Suspirou e seguiu adiante em suas reflexões. Era tarde demais para lamentar. Agora seu pensamento se voltou para o demônio encontrado dentro do Mercado Negro. Não os gêmeos alados, que não passavam de distrações, mas Bozukan. O lendário e temido Bozukan. Kurama havia o encontrado algumas poucas vezes e pudera ver que o nível de imoralidade e devassidão fazia jus a todas as histórias que ouvira. Ele não era um rival que alguém gostaria de enfrentar, isso era certo.

Mais cedo, quando o viu morto sob Yusuke, sentiu uma estranheza imediata, um certo incômodo, como se a cena não parecesse correta. Na hora não conseguiu raciocinar com clareza, mas agora poderia se demorar naquela imagem.

E finalmente compreendeu o motivo daquele desconforto.

Aquele não era o verdadeiro Bozukan. O demônio era um impostor.

De repente, tudo fez sentido.

(...)

Kurama chegou no templo quase ao anoitecer. Normalmente, se sentiria desconfortável por chegar sem avisar àquela hora, mas sabia que a mestra entenderia.

Deitaram Kiki em um futon, após limparem e cobrirem seus machucados. O osso do ombro já estava no lugar, mas a região parecia seriamente inflamada, e Yukina se apressou em massagear a área com uma das pomadas medicinais de Genkai.

— Não sei como agradecer... — ele falou, sentindo um nó na garganta por ter que ir embora e não poder ficar com a menina — Tentei acorda-la como pude, mas talvez a senhora tenha mais sucesso do que eu.

— Você poderia tentar um milhão de vezes, e um milhão de vezes iria fracassar — Genkai retrucou — ela precisa acordar sozinha. Ninguém pode fazer isso por ela.

Kurama se surpreendeu com a resposta inesperada e por um momento, se desesperou ante a possibilidade de aquilo nunca acontecer.

— Não se desespere, rapaz — ela falou, ao notar a mudança no semblante de Kurama — Você não é emotivo como Yusuke. Essa menina significa tanto assim para você?

— Sim, mestra — ele admitiu.

Genkai o estudou por um tempo. Kurama costumava ser paciente e impassível, mas dessa vez podia ver a agitação na sua alma que ele tentava disfarçar.

— Vá para casa. Se ela for forte o bastante, vai conseguir sair do mundo dos sonhos sozinha. E se não for, não há nada que possamos fazer.
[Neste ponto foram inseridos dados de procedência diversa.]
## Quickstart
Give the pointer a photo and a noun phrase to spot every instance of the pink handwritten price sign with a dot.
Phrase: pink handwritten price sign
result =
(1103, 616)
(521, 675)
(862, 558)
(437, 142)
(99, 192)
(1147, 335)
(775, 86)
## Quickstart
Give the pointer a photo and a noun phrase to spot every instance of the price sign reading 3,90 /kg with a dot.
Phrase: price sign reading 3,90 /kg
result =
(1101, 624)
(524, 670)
Ela se afastou, indo cuidar de seus afazeres. Kurama olhou uma última vez para o quarto, observando Yukina que agora cobria gentilmente a garota com um lençol de linho.
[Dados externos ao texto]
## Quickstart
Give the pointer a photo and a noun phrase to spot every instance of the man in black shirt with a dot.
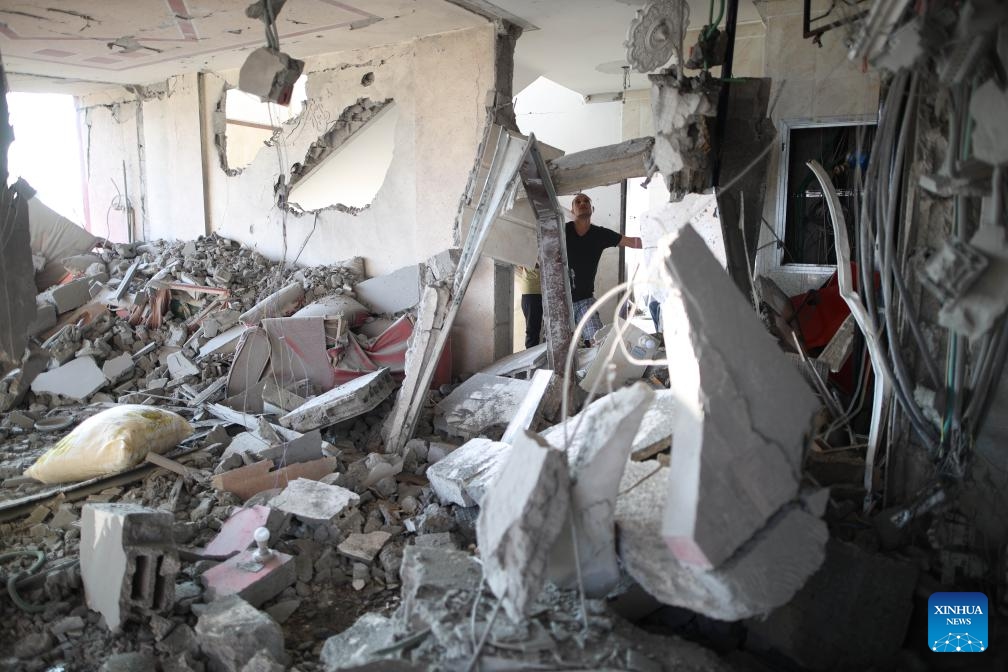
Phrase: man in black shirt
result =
(585, 244)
Esperou a youkai de gelo sair do aposento para se aproximar da garota, ajoelhando ao lado do futon.

— Seja forte — ele sussurrou — Estou esperando por você aqui fora.

Inclinou a cabeça e beijou de leve a testa de Kiki, onde o corte agora estava coberto por uma gaze.

— E não me deixe esperando muito tempo...

Kurama levantou e saiu do quarto, fechando com cuidado a porta de bambu. Voltaria para casa, como Genkai sugeriu, mas parte dele ainda ficaria naquele templo.